Monday, October 30, 2006

Everything seems to require a longer explanation than is necessary to tell the actual story. I bore myself.

Yesterday the kitchen sink would not drain. Q took the newer pvc joint apart but it was blocked beyond that. Pricey Plumbers will come Wednesday to see about that.

Respiratory Therapists have been coming here to fit me with a new face mask for my night time ventilator machine.
The mask I have been using has nasal "pillows" which fit in the nose and a rigid headgear which goes over the head and holds the hose the air passes through. The new mask is nose "pillows" and mouth and chin cone which will keep my mouth from flopping open and air escaping.

It is difficult getting this new mask on. Maybe impossible. I'm so tired at night I hate to struggle putting it on. Yet I know it is important to make the effort. Today I will tackle putting it on mid-day and use it for an hour. When it is on I cannot speak. This guarantees phone calls.

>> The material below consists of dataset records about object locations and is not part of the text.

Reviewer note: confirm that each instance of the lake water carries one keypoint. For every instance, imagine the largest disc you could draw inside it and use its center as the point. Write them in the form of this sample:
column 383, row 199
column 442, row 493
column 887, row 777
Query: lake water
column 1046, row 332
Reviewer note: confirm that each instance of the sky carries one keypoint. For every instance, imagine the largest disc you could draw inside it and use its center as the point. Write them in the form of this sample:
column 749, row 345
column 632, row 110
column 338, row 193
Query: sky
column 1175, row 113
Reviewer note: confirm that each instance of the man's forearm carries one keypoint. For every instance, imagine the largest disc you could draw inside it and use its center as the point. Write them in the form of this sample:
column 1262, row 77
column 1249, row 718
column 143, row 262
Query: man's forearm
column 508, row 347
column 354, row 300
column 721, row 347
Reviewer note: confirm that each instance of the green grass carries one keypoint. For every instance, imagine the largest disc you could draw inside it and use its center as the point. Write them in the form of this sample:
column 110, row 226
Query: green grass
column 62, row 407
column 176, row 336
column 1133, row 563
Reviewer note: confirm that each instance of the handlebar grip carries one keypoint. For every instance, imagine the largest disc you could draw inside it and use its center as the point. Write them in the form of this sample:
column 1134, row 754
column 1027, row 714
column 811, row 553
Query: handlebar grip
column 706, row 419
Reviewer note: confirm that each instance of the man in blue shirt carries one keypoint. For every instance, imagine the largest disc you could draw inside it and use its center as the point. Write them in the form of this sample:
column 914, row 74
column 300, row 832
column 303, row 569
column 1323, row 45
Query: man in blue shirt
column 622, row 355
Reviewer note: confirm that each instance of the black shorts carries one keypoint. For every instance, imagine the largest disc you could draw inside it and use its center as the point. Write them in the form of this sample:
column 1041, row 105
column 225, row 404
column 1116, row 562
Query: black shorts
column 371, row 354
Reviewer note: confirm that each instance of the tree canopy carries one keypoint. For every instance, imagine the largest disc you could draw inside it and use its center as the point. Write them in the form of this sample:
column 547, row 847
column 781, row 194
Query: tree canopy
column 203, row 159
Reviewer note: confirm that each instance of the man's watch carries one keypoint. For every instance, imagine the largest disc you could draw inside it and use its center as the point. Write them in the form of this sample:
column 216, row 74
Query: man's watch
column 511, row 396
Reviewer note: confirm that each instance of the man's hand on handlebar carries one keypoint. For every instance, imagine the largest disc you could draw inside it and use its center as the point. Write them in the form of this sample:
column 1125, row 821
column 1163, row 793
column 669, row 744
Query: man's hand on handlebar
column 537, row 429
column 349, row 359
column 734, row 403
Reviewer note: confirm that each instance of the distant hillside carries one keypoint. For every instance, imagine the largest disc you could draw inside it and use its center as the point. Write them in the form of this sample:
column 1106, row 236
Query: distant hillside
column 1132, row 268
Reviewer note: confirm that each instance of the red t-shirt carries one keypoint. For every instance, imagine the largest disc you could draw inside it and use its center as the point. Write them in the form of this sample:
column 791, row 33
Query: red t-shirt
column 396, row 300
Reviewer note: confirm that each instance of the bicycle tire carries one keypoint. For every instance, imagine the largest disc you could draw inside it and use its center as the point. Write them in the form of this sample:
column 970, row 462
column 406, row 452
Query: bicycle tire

Thursday, October 26, 2006

Roomba is sheltered on the front porch awaiting pickup by a charity resale shop. He has only been used a couple dozen times. He has always been quirky and required total attention. I would put him down and he would start vacuuming then stop. I'd have to kneel down, turn him over and inspect his nether regions to see what was amiss.

Now that I have Tabitha Roomba isn't needed. If only Tabitha could hum Roomba's startup tune.

Tuesday, October 24, 2006

One of my favorite breakfasts is soft boiled eggs on buttered toast.

Place an egg in a pan of cold water and bring to a "Full Rolling Boil". ( I can still hear my mother's voice as she gave me instructions.) Turn off the heat and set the timer for three minutes. Then place the egg under cold water until cool enough to touch. Tap the middle of the shell to halve the egg. With a spoon scoop out the contents on the toast.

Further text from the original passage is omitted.